Herkert: Wenn man sich auf Neues ausrichtet und das ernst nimmt, muss man auch die Bereitschaft mitbringen, Gewohntes, vielleicht sogar Bewährtes und Liebgewonnenes zurückzulassen. Sonst ist die Gefahr groß, keinen Raum und keine Energie für die Gestaltung des Neuen zu finden. Ich weiß, dass das ein wenig pauschal klingt. Aber am Anfang eines solch umfassenden Prozesses muss ich das in Kauf nehmen. Die Konkretionen werden sich im Prozess zeigen. Anders formuliert: Wenn irgendjemand schon einen fertigen Plan in der Tasche hätte, bräuchte es keinen solchen Prozess. Wir alle betreten Neuland, von den Menschen in den Gemeinden bis zum Erzbischof, und wir müssen den Mut zum Risiko mitbringen.
Welche Rolle spielt dabei der Diözesan-Caritasverband?

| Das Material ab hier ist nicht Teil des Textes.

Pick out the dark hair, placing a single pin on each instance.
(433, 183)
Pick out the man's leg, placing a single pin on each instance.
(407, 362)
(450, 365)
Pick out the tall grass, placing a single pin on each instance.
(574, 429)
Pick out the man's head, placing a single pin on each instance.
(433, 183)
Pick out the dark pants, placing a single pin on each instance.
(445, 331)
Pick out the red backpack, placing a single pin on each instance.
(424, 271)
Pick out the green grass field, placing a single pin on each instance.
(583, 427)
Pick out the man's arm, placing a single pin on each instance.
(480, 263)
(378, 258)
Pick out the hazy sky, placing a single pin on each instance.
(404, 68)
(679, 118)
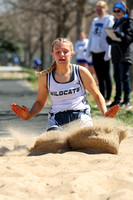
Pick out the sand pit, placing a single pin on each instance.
(67, 167)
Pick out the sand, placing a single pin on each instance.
(61, 170)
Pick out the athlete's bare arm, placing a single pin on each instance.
(91, 87)
(23, 112)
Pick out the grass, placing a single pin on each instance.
(123, 115)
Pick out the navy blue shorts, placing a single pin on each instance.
(56, 121)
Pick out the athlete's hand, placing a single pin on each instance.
(112, 111)
(21, 112)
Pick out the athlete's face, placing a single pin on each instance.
(118, 13)
(62, 53)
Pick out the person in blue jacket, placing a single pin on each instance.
(121, 53)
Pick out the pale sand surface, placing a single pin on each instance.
(70, 175)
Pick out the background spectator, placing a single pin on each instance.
(121, 53)
(100, 50)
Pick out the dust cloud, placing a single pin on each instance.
(105, 136)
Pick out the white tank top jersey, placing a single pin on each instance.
(69, 95)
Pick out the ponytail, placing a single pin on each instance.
(46, 71)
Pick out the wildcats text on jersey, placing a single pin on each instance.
(65, 92)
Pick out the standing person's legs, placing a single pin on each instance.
(118, 76)
(127, 84)
(107, 78)
(98, 65)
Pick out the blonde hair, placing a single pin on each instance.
(56, 41)
(102, 4)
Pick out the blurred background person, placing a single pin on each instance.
(80, 50)
(37, 64)
(99, 49)
(121, 53)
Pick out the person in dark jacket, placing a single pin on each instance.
(121, 53)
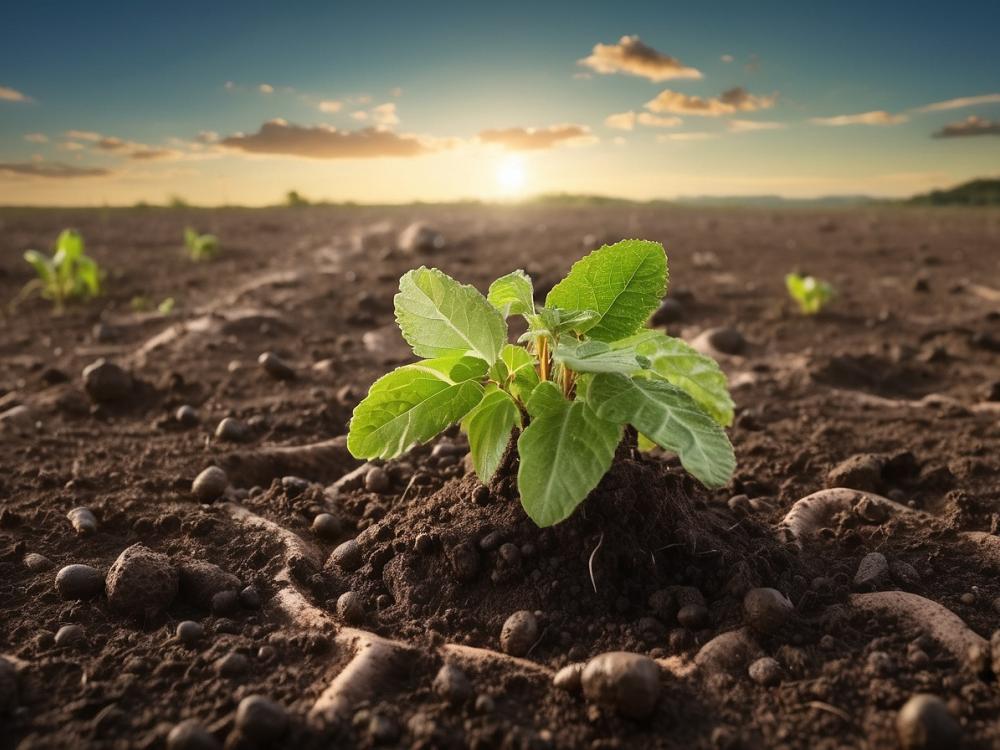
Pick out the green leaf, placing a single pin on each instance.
(489, 427)
(623, 283)
(564, 452)
(440, 317)
(669, 417)
(512, 294)
(595, 356)
(521, 373)
(678, 363)
(414, 403)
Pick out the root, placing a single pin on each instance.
(941, 624)
(322, 462)
(816, 511)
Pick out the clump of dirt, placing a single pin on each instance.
(460, 561)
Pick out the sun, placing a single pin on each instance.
(511, 175)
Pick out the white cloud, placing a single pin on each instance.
(876, 117)
(630, 55)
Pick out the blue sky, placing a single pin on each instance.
(152, 78)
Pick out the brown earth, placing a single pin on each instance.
(904, 365)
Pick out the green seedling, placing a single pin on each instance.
(200, 246)
(586, 367)
(810, 293)
(68, 275)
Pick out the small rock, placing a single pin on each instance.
(326, 526)
(765, 671)
(141, 583)
(232, 665)
(210, 484)
(347, 556)
(669, 311)
(200, 581)
(37, 563)
(106, 382)
(69, 636)
(187, 416)
(924, 723)
(275, 366)
(420, 238)
(628, 682)
(191, 735)
(84, 521)
(872, 571)
(8, 687)
(519, 633)
(766, 610)
(861, 472)
(225, 603)
(569, 677)
(261, 719)
(351, 607)
(189, 632)
(233, 430)
(377, 480)
(79, 582)
(693, 616)
(452, 684)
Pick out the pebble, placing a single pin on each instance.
(861, 472)
(924, 723)
(210, 484)
(225, 603)
(191, 735)
(669, 311)
(232, 430)
(347, 556)
(84, 521)
(519, 633)
(37, 563)
(187, 416)
(69, 636)
(765, 671)
(232, 665)
(250, 597)
(628, 682)
(569, 677)
(141, 583)
(8, 687)
(275, 366)
(261, 719)
(452, 684)
(872, 571)
(350, 607)
(377, 480)
(79, 582)
(766, 610)
(200, 581)
(326, 526)
(189, 632)
(106, 382)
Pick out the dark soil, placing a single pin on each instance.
(902, 365)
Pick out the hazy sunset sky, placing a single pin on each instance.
(392, 102)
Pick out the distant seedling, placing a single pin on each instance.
(68, 275)
(810, 293)
(200, 246)
(588, 367)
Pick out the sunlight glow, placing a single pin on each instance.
(511, 175)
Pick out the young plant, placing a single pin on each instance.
(811, 294)
(200, 246)
(68, 275)
(587, 368)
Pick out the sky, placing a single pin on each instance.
(109, 103)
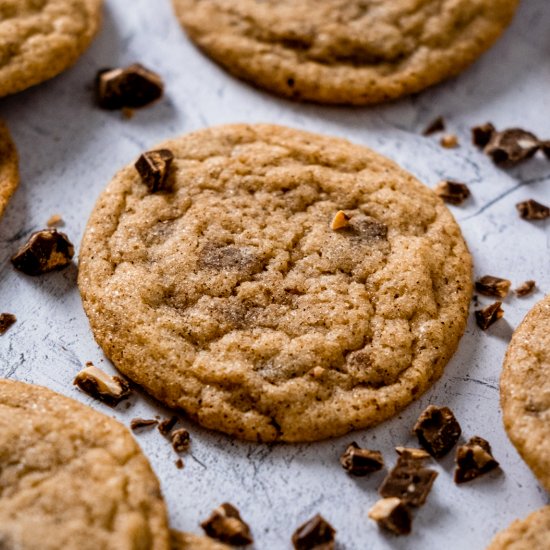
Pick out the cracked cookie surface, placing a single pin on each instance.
(344, 51)
(525, 390)
(231, 297)
(9, 167)
(41, 38)
(72, 478)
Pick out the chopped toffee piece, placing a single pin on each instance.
(437, 430)
(6, 321)
(473, 460)
(138, 423)
(340, 220)
(154, 167)
(360, 462)
(524, 289)
(180, 440)
(452, 192)
(493, 286)
(449, 141)
(533, 210)
(109, 389)
(510, 147)
(392, 515)
(437, 125)
(481, 135)
(408, 481)
(165, 426)
(45, 251)
(315, 534)
(132, 87)
(225, 524)
(487, 316)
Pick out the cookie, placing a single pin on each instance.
(526, 534)
(229, 294)
(9, 167)
(72, 478)
(525, 390)
(188, 541)
(344, 51)
(40, 39)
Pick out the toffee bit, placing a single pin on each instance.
(360, 462)
(437, 125)
(180, 439)
(138, 423)
(6, 321)
(392, 515)
(340, 220)
(45, 251)
(489, 315)
(165, 426)
(131, 87)
(511, 147)
(452, 192)
(226, 525)
(437, 430)
(98, 384)
(533, 210)
(449, 141)
(493, 286)
(154, 167)
(315, 534)
(473, 459)
(481, 135)
(524, 289)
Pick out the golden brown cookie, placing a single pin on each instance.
(189, 541)
(531, 533)
(344, 51)
(231, 296)
(9, 167)
(72, 478)
(41, 38)
(525, 390)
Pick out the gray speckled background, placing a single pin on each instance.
(69, 151)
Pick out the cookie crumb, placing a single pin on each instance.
(437, 430)
(360, 462)
(6, 321)
(226, 525)
(489, 315)
(489, 285)
(45, 251)
(392, 515)
(340, 220)
(99, 385)
(315, 534)
(525, 288)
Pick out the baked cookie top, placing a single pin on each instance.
(525, 534)
(344, 51)
(41, 38)
(72, 478)
(525, 390)
(230, 296)
(9, 167)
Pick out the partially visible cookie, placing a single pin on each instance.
(344, 51)
(41, 38)
(189, 541)
(525, 390)
(9, 167)
(531, 533)
(72, 478)
(280, 285)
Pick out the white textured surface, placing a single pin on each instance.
(70, 150)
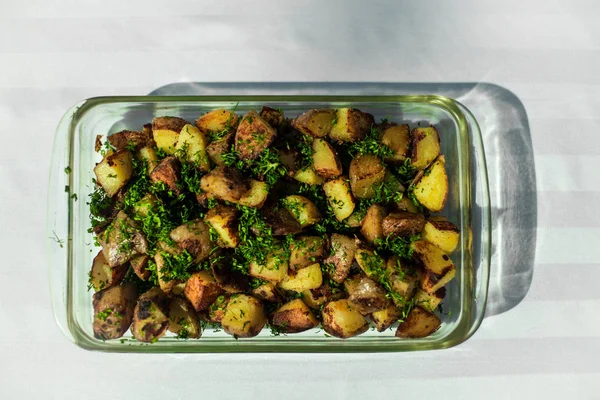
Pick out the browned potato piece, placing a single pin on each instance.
(432, 189)
(151, 316)
(121, 241)
(193, 236)
(385, 318)
(202, 290)
(268, 292)
(224, 183)
(366, 173)
(294, 317)
(429, 301)
(442, 233)
(303, 210)
(223, 220)
(102, 276)
(326, 162)
(372, 227)
(165, 131)
(315, 122)
(183, 320)
(306, 251)
(403, 224)
(438, 268)
(253, 136)
(113, 311)
(419, 323)
(114, 171)
(397, 138)
(342, 256)
(167, 172)
(339, 197)
(351, 125)
(341, 319)
(244, 316)
(367, 296)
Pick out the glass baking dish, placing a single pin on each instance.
(71, 249)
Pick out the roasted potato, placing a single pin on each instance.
(351, 125)
(326, 162)
(183, 320)
(168, 172)
(397, 138)
(339, 197)
(223, 220)
(366, 173)
(293, 317)
(201, 290)
(432, 189)
(438, 268)
(418, 323)
(151, 316)
(253, 136)
(302, 209)
(341, 319)
(372, 227)
(341, 256)
(306, 251)
(192, 144)
(402, 223)
(165, 131)
(244, 316)
(113, 311)
(425, 146)
(306, 278)
(316, 122)
(442, 233)
(114, 171)
(102, 276)
(225, 183)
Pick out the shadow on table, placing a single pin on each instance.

Herkert: Das ganz prägnant zu benennen ist nicht ganz leicht. Zwei Aspekte möchte ich besonders betonen: Wir müssen die erfrischend bunte Caritaslandschaft in unserem Erzbistum vernetzen, erkennbar und erfahrbar machen. Und wir werben dafür, dies als Wesensvollzug von Kirche und als Zeugnis für unseren Glauben zu sehen. Deshalb sind wir derzeit dabei, im Diözesan-Caritasverband eine eigene Stelle einzurichten, die sich um die Vernetzung und Kommunikation im Rahmen des Kirchenentwicklungsprozesses kümmert. Caritas ist sehr wichtig für die Beglaubigung der Frohen Botschaft und die Glaubwürdigkeit unserer Kirche.
Welche Entwicklungsmöglichkeiten und Zukunftsperspektiven sehen Sie für Kirche und Caritas in einer Gesellschaft, die immer vielfältiger und auch säkularer wird?

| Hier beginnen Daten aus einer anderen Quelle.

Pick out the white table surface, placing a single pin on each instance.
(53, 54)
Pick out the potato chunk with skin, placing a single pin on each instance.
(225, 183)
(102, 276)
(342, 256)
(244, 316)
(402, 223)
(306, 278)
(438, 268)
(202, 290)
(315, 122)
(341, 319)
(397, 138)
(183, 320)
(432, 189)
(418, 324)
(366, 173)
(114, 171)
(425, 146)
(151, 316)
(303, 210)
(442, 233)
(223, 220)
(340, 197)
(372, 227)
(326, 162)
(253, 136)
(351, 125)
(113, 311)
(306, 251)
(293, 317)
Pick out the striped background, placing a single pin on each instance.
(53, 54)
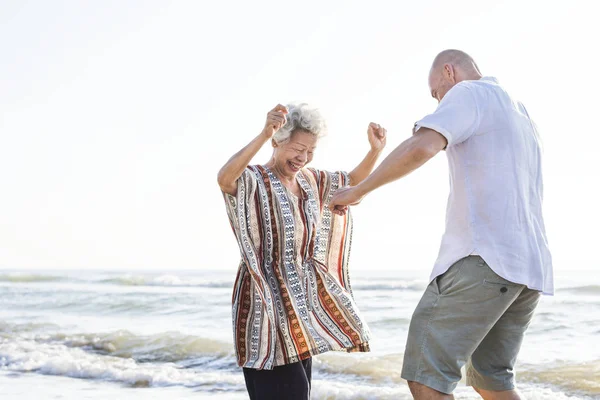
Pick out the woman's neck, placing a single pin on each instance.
(285, 179)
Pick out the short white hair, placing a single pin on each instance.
(301, 117)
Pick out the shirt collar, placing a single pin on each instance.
(489, 78)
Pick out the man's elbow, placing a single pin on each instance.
(423, 152)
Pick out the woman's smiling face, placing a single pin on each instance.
(290, 157)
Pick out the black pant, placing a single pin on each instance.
(287, 382)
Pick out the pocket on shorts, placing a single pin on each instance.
(495, 282)
(445, 281)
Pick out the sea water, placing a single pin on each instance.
(134, 335)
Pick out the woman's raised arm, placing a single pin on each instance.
(233, 169)
(377, 140)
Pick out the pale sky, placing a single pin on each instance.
(116, 116)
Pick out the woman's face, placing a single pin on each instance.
(292, 156)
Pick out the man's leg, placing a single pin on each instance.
(422, 392)
(490, 369)
(496, 395)
(454, 315)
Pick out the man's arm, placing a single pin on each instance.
(407, 157)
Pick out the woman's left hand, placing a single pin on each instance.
(377, 136)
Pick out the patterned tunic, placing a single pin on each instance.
(292, 297)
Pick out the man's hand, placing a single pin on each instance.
(275, 120)
(377, 136)
(343, 198)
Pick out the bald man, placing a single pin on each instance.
(494, 261)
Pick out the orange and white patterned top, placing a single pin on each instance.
(292, 297)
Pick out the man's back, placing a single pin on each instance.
(495, 204)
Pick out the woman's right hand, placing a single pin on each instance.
(275, 120)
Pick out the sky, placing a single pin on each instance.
(116, 116)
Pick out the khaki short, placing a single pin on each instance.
(468, 315)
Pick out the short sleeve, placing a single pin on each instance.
(238, 205)
(457, 117)
(328, 182)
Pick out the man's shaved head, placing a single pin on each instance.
(449, 68)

Herkert: Wenn wir lernen, unsere Gesellschaft mit all ihren Errungenschaften und ihren auch fragwürdigen Entwicklungen als Chance für unseren Glauben und unser Kirche sein zu sehen, dann können wir aus der Defensive herauskommen und - das meine ich sehr ernst - dieser Gesellschaft ein attraktives Angebot machen. Ich denke, es ist auch für nicht gläubige Menschen weltweit attraktiv, wenn Christ*innen sich für Gerechtigkeit und Frieden einsetzen, Notleidende nicht allein lassen und sich für eine menschlichere Welt einsetzen. Ich finde es attraktiv, wenn wir deutlich machen, dass "katholisch" schon immer sehr vielgestaltig ist und multikulturell geprägt. Eine Weltkirche muss ja nicht immer als Hemmschuh für regionale Problemlösungen gesehen werden. Sie muss sich auch nicht als Glaubenspolizei profilieren. Sie kann auch Impulsgeberin sein. Ein Blick in das Neue Testament und die Geschichte der Kirche können unseren Blick dafür öffnen, dass Diversität und Pluralität keine neuen Phänomene und schon gar keine Bedrohung sind. Christ*innen haben sich schon immer mit unterschiedlichen Erfahrungen, Meinungen und Kulturen auseinandergesetzt und - vom Heiligen Geist geleitet - Lösungen gefunden, die von Respekt und Achtung füreinander geprägt waren. Sätze wie "das war schon immer so" und "da darf sich nichts ändern" halte ich für nicht sehr katholisch. Dies auch ganz unabhängig davon, wer sie als Argument nutzt.